State makes kinder cuts in building new roads Wetlands, forests avoided, replaced

September 29, 1993|By John A. Morris | John A. Morris,Staff Writer

The federal government has a mantra when it comes to the environmental damage caused by highway construction: avoid, minimize, mitigate.

But when the state clears a 245-acre swath through woodlands in Anne Arundel and Howard counties to build a new east-west highway, it begs the question -- is anybody listening?

The answer is yes, yes and yes, said an emphatic Charles Adams, director of environmental design for the State Highway Administration. That message has come in loud and clear since the late 1980s when the department took a beating from environmentalists for clearing too many trees as it expanded Route 50 through Annapolis, he said.

Even State Sen. Gerald Winegrad, who battled for tighter environmental controls in highway construction, agreed.

"They [SHA] are much more aware after so many years of beating on them," he said. I don't single them out as one of the bad actors any more."

Today, the SHA goes to great lengths to minimize the damage even before environmentalists and other citizens complain, he said.

Even before the bulldozers began clearing the way for a seven-mile extension of Route 100 from I-97 to I-95 last year, the SHA already had spent $1.5 million and more than two years searching for a corridor that took out the fewest trees, disturbed fewer wetlands and still managed to avoid historical sites, homes and businesses.

"Sometimes, no matter how hard you try, you can't avoid them," Mr. Adams said. "Obviously, if you are going through a wooded area, you can't avoid the woods."

That's when the SHA engineers must turn their attention to minimizing the damage and planning how and where they will replace what has been destroyed to comply with state and federal laws.

When the SHA sought federal permits to extend Route 100 from Glen Burnie to Dorsey in 1990, the U.S. Fish and Wildlife Service and Army Corps of Engineers said highway engineers had not done enough to avoid damaging 42 acres of wetlands along Deep Run, Stony Run and Sawmill creeks.

Once routinely drained to make way for construction, wetlands now are valued because they help control flooding, provide wildlife habitat and filter pollutants from storm runoff before it enters the Chesapeake Bay.

SHA engineers went back to the drawing boards to design bridges that span the low-lying wetlands. The cost: $16 million.

Although the $120 million extension will destroy 26 acres of wetlands, cross three major creeks and channel more than 2,000 feet of stream into underground pipes, federal regulators issued the permits after the state presented them with a plan to compensate for the damage.

In Howard County, state highway engineers will have to go through the same process along the highway's final segment, between Route 104 and I-95.

That segment, not expected to completed until 2000, was held up for three years after regulators warned SHA officials they would not permit an alignment.
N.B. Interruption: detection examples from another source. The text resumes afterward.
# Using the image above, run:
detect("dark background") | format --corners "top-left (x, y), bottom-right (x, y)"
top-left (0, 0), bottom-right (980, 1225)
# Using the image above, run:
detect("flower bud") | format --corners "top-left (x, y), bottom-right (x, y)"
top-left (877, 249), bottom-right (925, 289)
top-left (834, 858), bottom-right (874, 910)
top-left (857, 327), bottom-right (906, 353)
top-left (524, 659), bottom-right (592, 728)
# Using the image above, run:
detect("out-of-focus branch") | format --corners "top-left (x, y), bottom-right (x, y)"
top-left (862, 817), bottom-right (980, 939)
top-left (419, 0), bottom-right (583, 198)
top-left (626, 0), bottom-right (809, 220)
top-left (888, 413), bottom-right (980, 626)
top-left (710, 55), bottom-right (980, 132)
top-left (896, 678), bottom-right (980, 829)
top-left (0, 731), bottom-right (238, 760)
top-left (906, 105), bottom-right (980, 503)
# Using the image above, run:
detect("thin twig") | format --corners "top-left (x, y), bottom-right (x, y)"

That alignment, which would have displaced 1,900 feet of a narrow upstream portion of the Deep Run and 16.3 acres of its wetlands, was replaced by one that displaced only 600 feet of the stream's main channel and 6 1/2 acres of its wetlands.

In Anne Arundel, the SHA will spend about $3.5 million replanting 245 acres of trees and re-creating more than 40 acres of wetlands within the streams' watersheds, mostly along Dorsey Road. It also has agreed to reconstruct natural, meandering stream banks along Deep Run and two tributaries of Sawmill Creek that were destroyed by years of urbanization and erosion.

Because highway construction will disturb a wildlife corridor along Sawmill Creek, the agency has promised to re-forest an additional 22 acres near Baltimore & Annapolis Boulevard between Queenstown and Friendship parks.

State law requires SHA to re-plant as many trees as possible along the highway's edge, in its median and within interchanges. Additional trees are to be planted within the Deep Run, Stony Run and Sawmill watersheds, Mr. Adams said.

Environmentalists who have taken the SHA to task in the past now applaud it for adopting techniques and spending money to minimize environmental damage. But they are not sold on the idea that man can re-create nature well enough to compensate for lost habitat.

"When you plant an acre of trees, . . . it takes quite a while for it to become the forest you took out," said Rupert Friday, a land-use planner with the Chesapeake Bay Foundation. In the meantime, where are the animals that relied on that forest supposed to forage for food or find shelter, he asked.

Ultimately, the problem is not that SHA clears trees and fills wetlands to build roads, but that more and more roads need to be built, Mr. Friday said. The true problem is poor planning that allows suburban sprawl, he argued.

"When you have to build a highway, it's going to have to cross wetlands somewhere," Mr. Friday said. "If the counties did a better job of growth management, of directing where the development was going, we wouldn't need the highways in the first place."